Biofiltration's chief executive, Alpha Keyser of Longboat Key, Florida, says the company sold Baldridge the shares at 25 cents each so that Baldridge could resell them to the public at a markup and ``get the stock going.'' But, says Keyser, Baldridge ``never did a damned thing, and just wasted eight months of my life so we bought them back.''

Keyser and his wife Victoria have been big sellers of their own stock, dumping 6.6 million shares since June, for $1.2 million.

Orville's company, WorldVision Financial Group, appears on other recent press releases for penny stock companies. There's Academy Resources Inc., which claims to be in the Internet business. The stock soared from 50 cents to $1.80 earlier this year, then collapsed and is now selling for 30 cents. The latest press release from WorldVision on this company is dated June 8, 2000.

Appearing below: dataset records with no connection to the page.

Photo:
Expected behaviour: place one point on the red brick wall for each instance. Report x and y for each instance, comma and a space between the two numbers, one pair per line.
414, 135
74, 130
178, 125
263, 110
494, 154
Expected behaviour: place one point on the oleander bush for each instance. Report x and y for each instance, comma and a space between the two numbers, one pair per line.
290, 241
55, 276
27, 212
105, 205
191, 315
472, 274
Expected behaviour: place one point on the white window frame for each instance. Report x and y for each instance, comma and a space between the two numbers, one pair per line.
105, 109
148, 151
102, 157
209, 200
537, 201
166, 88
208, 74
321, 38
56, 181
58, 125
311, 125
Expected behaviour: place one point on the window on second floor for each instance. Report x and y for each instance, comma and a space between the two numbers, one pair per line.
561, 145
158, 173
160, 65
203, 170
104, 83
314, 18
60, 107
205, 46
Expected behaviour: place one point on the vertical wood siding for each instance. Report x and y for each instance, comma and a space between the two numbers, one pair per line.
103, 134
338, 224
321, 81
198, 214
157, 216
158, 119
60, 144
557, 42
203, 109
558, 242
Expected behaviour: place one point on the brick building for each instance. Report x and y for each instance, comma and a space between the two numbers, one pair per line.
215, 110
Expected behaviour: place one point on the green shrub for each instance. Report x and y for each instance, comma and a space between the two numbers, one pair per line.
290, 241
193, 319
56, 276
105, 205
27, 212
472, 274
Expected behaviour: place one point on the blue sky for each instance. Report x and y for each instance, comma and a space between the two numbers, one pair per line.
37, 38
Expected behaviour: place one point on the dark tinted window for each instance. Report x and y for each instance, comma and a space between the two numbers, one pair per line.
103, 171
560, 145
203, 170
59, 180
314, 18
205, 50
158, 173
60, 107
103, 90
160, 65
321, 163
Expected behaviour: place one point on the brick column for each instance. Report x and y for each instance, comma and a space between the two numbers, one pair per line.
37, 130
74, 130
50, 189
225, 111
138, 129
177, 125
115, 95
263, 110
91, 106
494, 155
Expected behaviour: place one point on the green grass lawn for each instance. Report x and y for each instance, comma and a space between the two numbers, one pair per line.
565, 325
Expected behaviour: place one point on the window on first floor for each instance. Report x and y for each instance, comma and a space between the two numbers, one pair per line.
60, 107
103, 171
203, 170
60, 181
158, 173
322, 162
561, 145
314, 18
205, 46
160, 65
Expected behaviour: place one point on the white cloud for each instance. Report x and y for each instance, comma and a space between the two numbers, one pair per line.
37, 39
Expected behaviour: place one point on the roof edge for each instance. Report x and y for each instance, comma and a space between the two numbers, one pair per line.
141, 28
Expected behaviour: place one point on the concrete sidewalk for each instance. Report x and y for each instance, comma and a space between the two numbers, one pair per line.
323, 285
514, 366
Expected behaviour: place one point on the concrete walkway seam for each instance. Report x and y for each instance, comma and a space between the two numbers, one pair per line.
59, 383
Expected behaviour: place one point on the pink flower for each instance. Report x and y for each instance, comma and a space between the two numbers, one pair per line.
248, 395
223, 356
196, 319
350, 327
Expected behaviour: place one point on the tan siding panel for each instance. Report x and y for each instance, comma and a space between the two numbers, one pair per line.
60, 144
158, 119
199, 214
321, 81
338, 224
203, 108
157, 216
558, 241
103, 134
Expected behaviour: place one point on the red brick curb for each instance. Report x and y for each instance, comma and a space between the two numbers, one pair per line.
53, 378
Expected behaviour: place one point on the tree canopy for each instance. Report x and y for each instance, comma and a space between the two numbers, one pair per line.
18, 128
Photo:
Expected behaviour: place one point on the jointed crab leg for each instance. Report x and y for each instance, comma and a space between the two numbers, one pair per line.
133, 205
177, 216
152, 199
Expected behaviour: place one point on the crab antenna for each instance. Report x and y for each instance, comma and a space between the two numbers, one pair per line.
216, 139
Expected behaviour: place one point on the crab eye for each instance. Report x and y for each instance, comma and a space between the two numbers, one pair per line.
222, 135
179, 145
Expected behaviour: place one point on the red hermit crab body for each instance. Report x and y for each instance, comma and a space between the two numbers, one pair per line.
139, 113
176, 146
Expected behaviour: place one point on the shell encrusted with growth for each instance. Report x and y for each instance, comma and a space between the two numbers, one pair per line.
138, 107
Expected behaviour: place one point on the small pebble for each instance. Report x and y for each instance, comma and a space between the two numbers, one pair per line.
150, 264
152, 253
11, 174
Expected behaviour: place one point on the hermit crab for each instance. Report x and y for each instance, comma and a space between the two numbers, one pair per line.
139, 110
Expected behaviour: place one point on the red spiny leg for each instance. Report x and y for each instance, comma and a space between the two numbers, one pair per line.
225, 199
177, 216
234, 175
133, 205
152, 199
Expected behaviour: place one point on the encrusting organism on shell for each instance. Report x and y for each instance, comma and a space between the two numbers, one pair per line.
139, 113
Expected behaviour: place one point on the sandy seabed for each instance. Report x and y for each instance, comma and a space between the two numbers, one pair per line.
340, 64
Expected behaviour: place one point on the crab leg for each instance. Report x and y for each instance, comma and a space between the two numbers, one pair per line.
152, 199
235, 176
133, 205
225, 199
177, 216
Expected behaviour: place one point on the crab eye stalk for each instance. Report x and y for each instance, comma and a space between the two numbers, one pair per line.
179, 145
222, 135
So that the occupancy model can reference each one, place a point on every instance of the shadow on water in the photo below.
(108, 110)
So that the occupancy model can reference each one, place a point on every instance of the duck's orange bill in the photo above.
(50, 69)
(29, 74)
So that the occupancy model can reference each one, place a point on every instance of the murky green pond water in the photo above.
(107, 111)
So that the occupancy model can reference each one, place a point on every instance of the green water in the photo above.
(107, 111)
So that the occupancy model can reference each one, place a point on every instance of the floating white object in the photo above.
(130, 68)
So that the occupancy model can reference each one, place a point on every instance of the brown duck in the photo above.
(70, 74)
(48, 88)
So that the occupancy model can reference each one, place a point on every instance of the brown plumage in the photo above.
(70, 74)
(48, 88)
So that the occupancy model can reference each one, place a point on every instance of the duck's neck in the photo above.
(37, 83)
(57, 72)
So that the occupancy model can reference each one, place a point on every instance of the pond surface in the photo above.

Since the start of the year WorldVision has also issued press releases for a company called Mustang Ventures Inc. (which changed its name August 2 to Self Help Zone Inc.), for an outfit called Freedom Golf Corp., and another calling itself HawaiiLove.com.

Penny World

Orville also turns up as the founder and head of a company calling itself B.N.K. Corporation. Documents on file with the Florida Secretary of State list one of the principals in the company as Charles R. Kiefner. Records on file with the NASD show Kiefner to have once been a broker with the notorious, now- defunct penny stock firm of Blinder, Robinson & Company and, as such, the subject of disciplinary proceedings by both the NASD and Florida state regulators.

Kiefner says he is Baldridge's ex-brother-in-law. He says he hasn't been involved with B.N.K. since 1997, but a Florida Secretary of State document deleting Kiefner's name from the company's list of officers and directors wasn't filed until August 4, 2000.

Other Florida State documents show Kiefner and Baldridge to have been apparently linked through a company called Sterling Consulting. Sterling appears in a document filed last November by a company bearing the name of Definition Ltd., as the seller of 500,000 Definition Ltd. shares to John Anderson, the husband of Definition's president, Donna Anderson. A recent Florida State filing shows that Anderson has now emerged as a director of Sterling Consulting, replacing Baldridge.

All three -- Kiefner, Sterling Consulting, and B.N.K. Corp., along with a fourth individual listed as a B.N.K. director, Laura M. Kough -- appear as selling shareholders of a total of more than 1 million shares of Definition Ltd. last October. Subsequent to the filing of a Securities and Exchange Commission registration for the sale of the shares, Definition's stock soared from 50 cents to almost $2.00, then collapsed. Definition changed its name May 5 to e Personnel Management.com. It currently trades at 30 cents.

This is the world of penny stock promotion that the SEC seems unable to stamp out no matter how hard it tries -- a world in which, it now appears, even a registered felon with a rap sheet that includes packing a piece, sexual battery, and lewd and lascivious acts before a minor feels safe to crank out press releases praising doubtful stocks to the skies.